トライアウトでの選手選びには、Flameともう一人のMikkeコーチも参加していて、自分の考えや意見を出しながらチーム作りにも貢献してもらっています。
アウトプットが非常に上手くて、メンバーからもすでに信頼を獲得していたりと、良い関係を築いています。
KeNNy:Mikkeさんは、LCQ終了後も引き続きREJECTでやっていきたいと言ってくれて、前回所属していた選手から、ゲーム理解度においてリスペクトを持たれていた貴重な存在です。
元々はアナリストを担当していたのですが、日々の活動もコーチと一緒に入ってもらっていて、コーチのようなこともしていたという経緯があって、新チームでは兼任でコーチを担当してもらいます。
Yossy:Mikkeさんはクロスファイアの大会で何度も見てきたので、いまもこういう形でシーンに関わってくれているのはとてもうれしいですね。
Yossy:VCT2023のパートナーシップチーム申請を行なっていたという話がありました。残念ながら日本からは2チームしか選ばれませんでしたが、手応えや気持ちとしてはどうだったでしょうか。
KeNNy:結果を聞いた時はショックというか、本当に悔しかったです。社内ではみんなが間違いなく選ばれるだろうと思っていましたし、それだけ自信を持った準備をしていましたので。

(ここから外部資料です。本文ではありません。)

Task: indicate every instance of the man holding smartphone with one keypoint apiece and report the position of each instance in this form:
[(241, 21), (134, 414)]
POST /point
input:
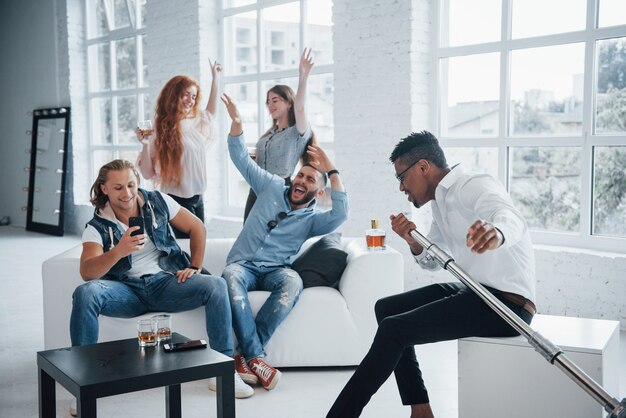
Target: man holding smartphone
[(131, 270)]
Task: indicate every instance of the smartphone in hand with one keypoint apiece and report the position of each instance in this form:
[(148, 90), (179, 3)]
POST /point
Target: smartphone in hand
[(136, 221)]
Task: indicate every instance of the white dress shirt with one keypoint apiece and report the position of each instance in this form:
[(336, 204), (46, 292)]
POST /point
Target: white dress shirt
[(460, 200)]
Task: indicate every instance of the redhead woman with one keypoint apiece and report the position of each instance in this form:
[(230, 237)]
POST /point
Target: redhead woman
[(284, 144), (176, 158)]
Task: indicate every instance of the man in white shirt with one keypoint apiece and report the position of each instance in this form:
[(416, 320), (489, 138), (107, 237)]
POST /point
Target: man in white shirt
[(476, 222)]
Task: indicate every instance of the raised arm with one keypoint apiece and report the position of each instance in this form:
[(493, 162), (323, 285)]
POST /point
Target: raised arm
[(216, 69), (236, 127), (187, 222), (306, 64), (321, 162)]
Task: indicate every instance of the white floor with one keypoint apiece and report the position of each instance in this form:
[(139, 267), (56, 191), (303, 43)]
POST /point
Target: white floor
[(302, 393)]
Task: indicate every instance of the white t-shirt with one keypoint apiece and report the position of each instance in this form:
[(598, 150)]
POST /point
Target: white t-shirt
[(146, 260), (198, 134)]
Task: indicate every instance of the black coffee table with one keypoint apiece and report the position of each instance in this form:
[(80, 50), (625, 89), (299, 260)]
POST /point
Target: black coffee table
[(111, 368)]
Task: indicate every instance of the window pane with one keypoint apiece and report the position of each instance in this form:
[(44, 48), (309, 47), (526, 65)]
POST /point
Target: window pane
[(319, 107), (101, 121), (237, 3), (320, 30), (127, 119), (611, 13), (281, 23), (611, 88), (609, 191), (142, 13), (240, 35), (96, 19), (545, 186), (148, 110), (100, 67), (472, 95), (545, 17), (472, 22), (547, 90), (480, 160), (130, 155), (245, 95), (126, 53), (120, 11), (144, 66)]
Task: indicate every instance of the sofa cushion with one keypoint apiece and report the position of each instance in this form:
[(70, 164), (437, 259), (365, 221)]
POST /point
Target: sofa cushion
[(323, 263)]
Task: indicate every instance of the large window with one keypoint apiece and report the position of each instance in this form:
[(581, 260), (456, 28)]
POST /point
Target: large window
[(262, 43), (117, 83), (534, 92)]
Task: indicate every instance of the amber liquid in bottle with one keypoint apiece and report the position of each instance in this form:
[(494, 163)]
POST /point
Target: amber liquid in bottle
[(375, 237)]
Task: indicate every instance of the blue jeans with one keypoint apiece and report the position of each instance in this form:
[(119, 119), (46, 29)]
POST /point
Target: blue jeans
[(285, 286), (161, 292)]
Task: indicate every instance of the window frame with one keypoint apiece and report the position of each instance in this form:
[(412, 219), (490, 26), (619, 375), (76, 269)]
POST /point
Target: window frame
[(502, 141), (260, 76), (109, 39)]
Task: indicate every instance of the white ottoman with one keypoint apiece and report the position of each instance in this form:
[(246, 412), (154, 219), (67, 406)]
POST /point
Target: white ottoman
[(506, 377)]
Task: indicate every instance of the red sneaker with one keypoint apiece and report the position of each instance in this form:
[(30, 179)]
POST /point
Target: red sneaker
[(268, 376), (241, 367)]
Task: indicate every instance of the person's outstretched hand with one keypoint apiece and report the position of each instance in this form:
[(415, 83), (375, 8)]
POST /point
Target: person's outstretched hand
[(318, 159), (482, 236), (306, 62), (216, 68)]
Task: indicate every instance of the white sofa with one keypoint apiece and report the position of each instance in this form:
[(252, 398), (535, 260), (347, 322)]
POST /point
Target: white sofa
[(327, 327)]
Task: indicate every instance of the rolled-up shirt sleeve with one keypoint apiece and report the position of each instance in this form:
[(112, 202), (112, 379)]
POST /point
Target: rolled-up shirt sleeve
[(490, 201)]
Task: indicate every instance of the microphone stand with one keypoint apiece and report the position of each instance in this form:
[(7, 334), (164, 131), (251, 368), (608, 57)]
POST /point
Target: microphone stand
[(542, 345)]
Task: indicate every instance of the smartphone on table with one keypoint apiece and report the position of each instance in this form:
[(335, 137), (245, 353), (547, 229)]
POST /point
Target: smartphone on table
[(187, 345), (136, 221)]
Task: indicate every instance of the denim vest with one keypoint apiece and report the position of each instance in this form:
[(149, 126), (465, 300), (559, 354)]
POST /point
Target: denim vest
[(156, 221)]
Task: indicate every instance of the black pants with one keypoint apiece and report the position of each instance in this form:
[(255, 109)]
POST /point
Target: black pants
[(438, 312), (252, 198), (194, 204)]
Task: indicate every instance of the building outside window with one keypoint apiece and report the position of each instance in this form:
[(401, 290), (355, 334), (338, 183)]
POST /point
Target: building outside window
[(117, 82), (538, 99), (262, 43)]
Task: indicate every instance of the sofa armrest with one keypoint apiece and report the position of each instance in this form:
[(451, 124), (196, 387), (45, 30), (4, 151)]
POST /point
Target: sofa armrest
[(369, 276), (60, 276)]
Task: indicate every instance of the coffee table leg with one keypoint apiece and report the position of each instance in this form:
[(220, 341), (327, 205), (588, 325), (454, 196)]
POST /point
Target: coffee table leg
[(226, 396), (47, 396), (86, 408), (172, 401)]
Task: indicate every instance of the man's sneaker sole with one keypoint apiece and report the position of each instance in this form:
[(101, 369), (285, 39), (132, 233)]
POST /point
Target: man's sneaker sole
[(250, 379), (274, 381)]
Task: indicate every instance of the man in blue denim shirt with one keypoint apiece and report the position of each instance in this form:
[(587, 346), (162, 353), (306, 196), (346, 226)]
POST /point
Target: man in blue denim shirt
[(128, 275), (282, 218)]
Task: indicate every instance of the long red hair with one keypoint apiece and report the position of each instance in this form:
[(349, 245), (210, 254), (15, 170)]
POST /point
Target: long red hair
[(169, 112)]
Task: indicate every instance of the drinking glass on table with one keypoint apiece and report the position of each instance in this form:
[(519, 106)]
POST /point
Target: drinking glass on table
[(164, 326), (147, 332)]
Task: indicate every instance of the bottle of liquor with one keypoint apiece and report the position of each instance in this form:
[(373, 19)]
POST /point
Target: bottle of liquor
[(375, 237)]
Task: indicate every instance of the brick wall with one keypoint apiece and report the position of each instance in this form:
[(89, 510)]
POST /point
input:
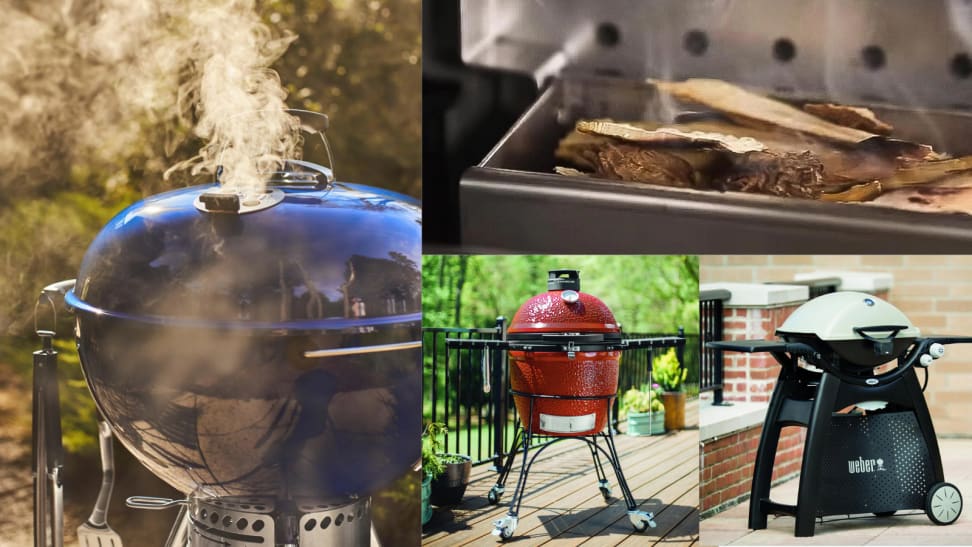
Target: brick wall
[(727, 465), (751, 376), (934, 291)]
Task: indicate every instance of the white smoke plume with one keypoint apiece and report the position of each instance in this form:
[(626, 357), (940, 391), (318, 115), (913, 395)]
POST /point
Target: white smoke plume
[(85, 79)]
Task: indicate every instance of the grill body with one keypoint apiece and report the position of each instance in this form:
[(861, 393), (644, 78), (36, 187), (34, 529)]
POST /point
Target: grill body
[(881, 455), (564, 393)]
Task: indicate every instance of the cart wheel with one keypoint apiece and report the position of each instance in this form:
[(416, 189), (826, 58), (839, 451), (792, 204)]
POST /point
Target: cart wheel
[(605, 490), (504, 527), (641, 520), (494, 494), (943, 503)]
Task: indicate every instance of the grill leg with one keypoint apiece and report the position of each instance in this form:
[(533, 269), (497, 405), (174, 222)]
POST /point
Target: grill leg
[(615, 462), (602, 482), (766, 456), (641, 520), (504, 527), (813, 452)]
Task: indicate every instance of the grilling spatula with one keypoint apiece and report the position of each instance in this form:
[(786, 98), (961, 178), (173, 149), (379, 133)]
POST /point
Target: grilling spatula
[(96, 532)]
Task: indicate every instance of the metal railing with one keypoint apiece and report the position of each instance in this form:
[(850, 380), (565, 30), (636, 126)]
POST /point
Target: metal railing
[(711, 328), (469, 391)]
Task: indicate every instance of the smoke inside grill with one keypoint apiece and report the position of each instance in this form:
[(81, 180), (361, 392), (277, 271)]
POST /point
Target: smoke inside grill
[(745, 142)]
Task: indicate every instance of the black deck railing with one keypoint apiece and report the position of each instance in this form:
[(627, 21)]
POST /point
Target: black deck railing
[(481, 421), (711, 328)]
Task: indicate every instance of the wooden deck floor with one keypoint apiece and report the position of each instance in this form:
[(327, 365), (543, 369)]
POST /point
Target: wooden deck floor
[(563, 505)]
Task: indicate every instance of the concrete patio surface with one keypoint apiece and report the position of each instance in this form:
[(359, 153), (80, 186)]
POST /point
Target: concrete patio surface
[(730, 527)]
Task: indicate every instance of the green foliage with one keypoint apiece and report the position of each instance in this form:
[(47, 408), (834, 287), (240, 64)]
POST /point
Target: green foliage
[(641, 400), (358, 62), (432, 463), (667, 372)]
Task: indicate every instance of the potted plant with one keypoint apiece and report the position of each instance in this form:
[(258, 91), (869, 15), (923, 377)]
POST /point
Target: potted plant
[(645, 412), (448, 486), (670, 375), (431, 468)]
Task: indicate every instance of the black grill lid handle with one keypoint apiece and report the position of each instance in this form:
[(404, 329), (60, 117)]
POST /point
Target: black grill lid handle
[(882, 346), (563, 280)]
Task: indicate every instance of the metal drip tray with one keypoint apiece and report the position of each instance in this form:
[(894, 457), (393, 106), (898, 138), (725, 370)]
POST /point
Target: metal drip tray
[(513, 201)]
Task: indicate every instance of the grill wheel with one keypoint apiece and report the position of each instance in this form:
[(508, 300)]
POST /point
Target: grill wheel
[(944, 503)]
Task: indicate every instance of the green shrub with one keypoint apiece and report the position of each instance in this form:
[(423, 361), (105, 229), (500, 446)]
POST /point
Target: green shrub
[(641, 400), (667, 372)]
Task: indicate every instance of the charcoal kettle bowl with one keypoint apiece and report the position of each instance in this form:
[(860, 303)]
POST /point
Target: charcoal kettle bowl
[(261, 353)]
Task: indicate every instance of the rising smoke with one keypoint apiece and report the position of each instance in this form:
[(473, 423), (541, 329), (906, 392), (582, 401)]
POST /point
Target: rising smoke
[(85, 79)]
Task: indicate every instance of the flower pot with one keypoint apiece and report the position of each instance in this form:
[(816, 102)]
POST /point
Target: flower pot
[(449, 487), (646, 423), (426, 493), (674, 402)]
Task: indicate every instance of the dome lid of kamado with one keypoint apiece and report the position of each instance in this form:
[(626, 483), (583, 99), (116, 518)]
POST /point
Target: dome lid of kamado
[(563, 309)]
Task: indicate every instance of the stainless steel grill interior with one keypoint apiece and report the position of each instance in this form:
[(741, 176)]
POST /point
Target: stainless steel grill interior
[(908, 61)]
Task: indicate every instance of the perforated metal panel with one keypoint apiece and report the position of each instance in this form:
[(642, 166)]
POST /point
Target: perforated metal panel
[(897, 51), (874, 463)]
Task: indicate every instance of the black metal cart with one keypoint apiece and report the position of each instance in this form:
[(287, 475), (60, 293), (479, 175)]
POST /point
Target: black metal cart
[(876, 458), (568, 344)]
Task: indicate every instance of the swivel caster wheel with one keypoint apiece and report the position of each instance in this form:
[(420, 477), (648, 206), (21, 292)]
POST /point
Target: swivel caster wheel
[(642, 520), (943, 503), (605, 490), (504, 527)]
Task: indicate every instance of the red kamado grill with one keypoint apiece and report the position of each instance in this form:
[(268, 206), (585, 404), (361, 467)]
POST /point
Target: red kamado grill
[(568, 388), (870, 446), (564, 348)]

マネージャー:日本からは3~4チーム選ばれるのではないかというような噂話もあって、手応えとしても選んでいただけるような自信がありました。インターナショナルリーグに出場する前提で次の準備をしていたので、すごく落ち込みました。
ですが、すぐに切り替えて2023年を勝ち抜いてインターナショナルリーグ出場を目指そうと、ポジティブな気持ちで新チーム作りを進めてきました。
Yossy:2023年のVCTシステムが大きく変わった事についてどう思いますか?個人的には、期待する一方で残念に思っている部分もあります。ファン的な意見だと「REJECTの5名が好き」という理由で応援していた人が出来なくなってしまったりとか。チーム的な視点では、投資したり育てていた選手がバラバラになったり、他のチームに移籍してしまったりという部分が悔しいのではないかとか。どうしても引っかかるものがあるのが正直なところで、どう思われているのかなと気になっています。
KeNNy:そうですね………。競技シーンを長年見てきて、理想形にわりと近いと思っています。なぜかというと、いままでの形式はカジュアルに大会に参加出来て、全ての参加者にプロチームと対戦できるチャンスがあり、その先には世界にも挑戦することができる場だったと思います。
一方で、シーンにどっぷり浸かって観戦している人からすると、トップ層 対 カジュアル層の試合になると一方的な試合展開になることが多くて物足りなさを感じてしまう。カジュアル層がフルタイムで活動しているプロチームに勝てる確率は低いと思っていて、今回の新しい仕組みでは、レベルが高いチーム同士の試合が随時行なわれていくので、レベルの高い試合を望んでいる方にとってはこのシステムはありなんじゃないかと思いますね。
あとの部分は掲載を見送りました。